UWI Mona telephone contact experience

For the top flight learning institution in the Caribbean, the University of the West Indies Mona campus needs to do a tremendous amount of work to improve its customer service, which I would classify as being extremely poor at best.

I spent the better part of two hrs today trying to make contact with the folks at the University and I must tell you the experience was one of sheer frustration.

Calls to every number I rang, went unanswered most of the time and when someone actually answered the phone, they were not in a position to assist you in finding whomever you were looking for and in most cases could not provide a telephone.

On one occasion a young lady answered the phone and sounded like she was on life support and barely hanging on. Almost every question asked was met with the following response ” that person no longer works in this department”.

I then ask ” who worked in that department that I can speak with apart from you”, she gave me a name then went unto explain that the individual  was not available as they were at lunch.

A visit to the UWI website showing the contact  listing  for certain areas was completely outdated, with  names of people who no longer worked in those departments and numbers which lime indicated were no longer in service.

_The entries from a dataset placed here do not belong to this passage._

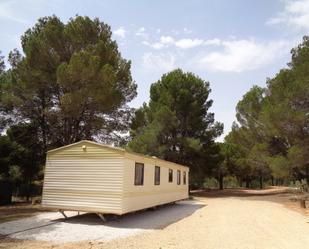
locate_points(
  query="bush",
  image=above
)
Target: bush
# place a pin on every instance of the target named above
(5, 192)
(230, 182)
(211, 183)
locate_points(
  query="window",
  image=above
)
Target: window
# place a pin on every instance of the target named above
(170, 175)
(178, 177)
(139, 174)
(157, 175)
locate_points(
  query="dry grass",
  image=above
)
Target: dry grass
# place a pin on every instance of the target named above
(18, 211)
(233, 218)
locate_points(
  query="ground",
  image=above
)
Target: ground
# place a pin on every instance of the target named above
(214, 219)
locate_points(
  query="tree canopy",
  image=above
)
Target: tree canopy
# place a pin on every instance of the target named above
(176, 125)
(71, 82)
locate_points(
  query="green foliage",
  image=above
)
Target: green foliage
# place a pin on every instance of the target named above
(176, 125)
(273, 136)
(210, 183)
(71, 83)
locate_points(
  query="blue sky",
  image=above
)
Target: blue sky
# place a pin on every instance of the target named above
(232, 44)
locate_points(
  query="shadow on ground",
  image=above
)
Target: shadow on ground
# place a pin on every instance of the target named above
(51, 227)
(157, 218)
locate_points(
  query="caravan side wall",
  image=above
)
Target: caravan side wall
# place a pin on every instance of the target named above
(149, 194)
(90, 180)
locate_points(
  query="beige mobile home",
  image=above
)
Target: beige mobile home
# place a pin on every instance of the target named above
(92, 177)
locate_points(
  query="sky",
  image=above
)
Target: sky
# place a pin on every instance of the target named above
(231, 44)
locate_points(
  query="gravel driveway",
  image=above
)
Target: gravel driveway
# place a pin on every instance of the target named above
(52, 227)
(210, 223)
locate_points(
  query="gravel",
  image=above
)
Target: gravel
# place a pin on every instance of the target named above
(52, 227)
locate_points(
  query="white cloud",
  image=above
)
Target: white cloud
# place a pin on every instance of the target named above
(187, 31)
(8, 12)
(142, 33)
(121, 32)
(214, 41)
(242, 55)
(188, 43)
(184, 43)
(159, 62)
(294, 15)
(167, 40)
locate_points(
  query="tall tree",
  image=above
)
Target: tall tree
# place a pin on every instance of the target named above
(176, 125)
(72, 82)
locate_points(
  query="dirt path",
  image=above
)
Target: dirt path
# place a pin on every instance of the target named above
(229, 223)
(237, 222)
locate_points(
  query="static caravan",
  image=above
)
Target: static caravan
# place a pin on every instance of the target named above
(92, 177)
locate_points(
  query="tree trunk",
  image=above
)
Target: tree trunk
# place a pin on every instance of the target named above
(221, 182)
(248, 183)
(261, 182)
(272, 181)
(307, 173)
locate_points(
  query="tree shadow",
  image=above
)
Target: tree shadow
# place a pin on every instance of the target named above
(51, 227)
(153, 218)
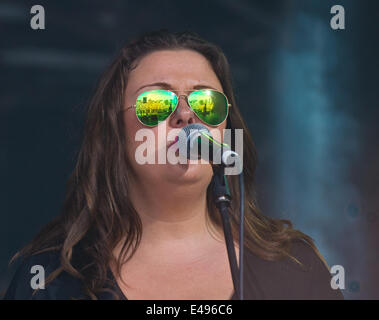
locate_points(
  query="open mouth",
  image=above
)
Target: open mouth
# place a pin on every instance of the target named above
(173, 142)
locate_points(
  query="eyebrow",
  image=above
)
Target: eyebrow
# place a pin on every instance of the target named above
(167, 86)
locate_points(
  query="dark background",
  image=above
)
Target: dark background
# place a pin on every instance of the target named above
(308, 93)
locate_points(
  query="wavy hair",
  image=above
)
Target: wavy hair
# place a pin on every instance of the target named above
(97, 213)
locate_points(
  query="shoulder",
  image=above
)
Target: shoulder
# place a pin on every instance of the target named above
(286, 279)
(34, 270)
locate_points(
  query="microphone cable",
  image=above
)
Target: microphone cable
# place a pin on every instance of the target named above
(242, 220)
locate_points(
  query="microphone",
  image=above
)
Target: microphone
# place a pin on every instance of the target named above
(196, 137)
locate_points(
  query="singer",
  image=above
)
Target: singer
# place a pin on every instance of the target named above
(152, 231)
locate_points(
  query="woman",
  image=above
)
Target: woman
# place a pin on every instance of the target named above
(151, 231)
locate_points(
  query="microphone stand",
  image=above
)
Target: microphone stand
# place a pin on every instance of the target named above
(222, 201)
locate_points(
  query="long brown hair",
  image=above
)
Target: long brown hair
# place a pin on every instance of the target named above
(97, 213)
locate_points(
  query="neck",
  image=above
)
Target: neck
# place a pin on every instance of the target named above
(170, 212)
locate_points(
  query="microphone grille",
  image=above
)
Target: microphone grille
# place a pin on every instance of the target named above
(193, 127)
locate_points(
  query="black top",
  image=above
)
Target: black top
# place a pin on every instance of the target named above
(282, 279)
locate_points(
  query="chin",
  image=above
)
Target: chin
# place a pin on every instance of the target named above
(189, 173)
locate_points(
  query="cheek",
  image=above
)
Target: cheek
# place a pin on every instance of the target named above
(218, 132)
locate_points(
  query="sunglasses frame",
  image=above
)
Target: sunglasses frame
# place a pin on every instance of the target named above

UWI Mona needs to get its act together and as a institution of higher learning, needs to teach it staff what customer service is all about.

At time of writing and three hours after the first contact I still have not been able to speak to anyone from the department I was hoping to get and I frankly have given up for the day

One Response

  1. Sounds like my experience at a public university in NY. Meanwhile, at private universities in NY & Miami, the service is 100% better and teachers actually give a crap. What is the difference? Accountability and efficiency are usually the first victims in a unionised environment because people will always try to take advantage when they know their union will prevent them losing their job; period. Human nature. Folks always make comparisons to Singapore, but in Singapore their civil servants are often paid more than the private sector, often more qualified than the private sector and are more accountable and efficient than the private sector. When will this example be replicated in the Jamaican political experience? Is either party even capable, much less willing to apply these lessons; thus giving up power over people? I think not. If Jamaicans were strategic thinkers they would realize that the fastest way to get to where Singapore is now, would be to institute civil service examinations and remove life and death powers (getting a government job) from politicians and their hacks/cronies. This would lead to increased efficiency, decreased corruption, increased pay. Since the politicians would no longer control this area, they would have every incentive to improve it! Of course, we being like little kittens and colorful lights, we allow our emotional quotient to decrease our vision and we end up here i.e. not as far as we could be.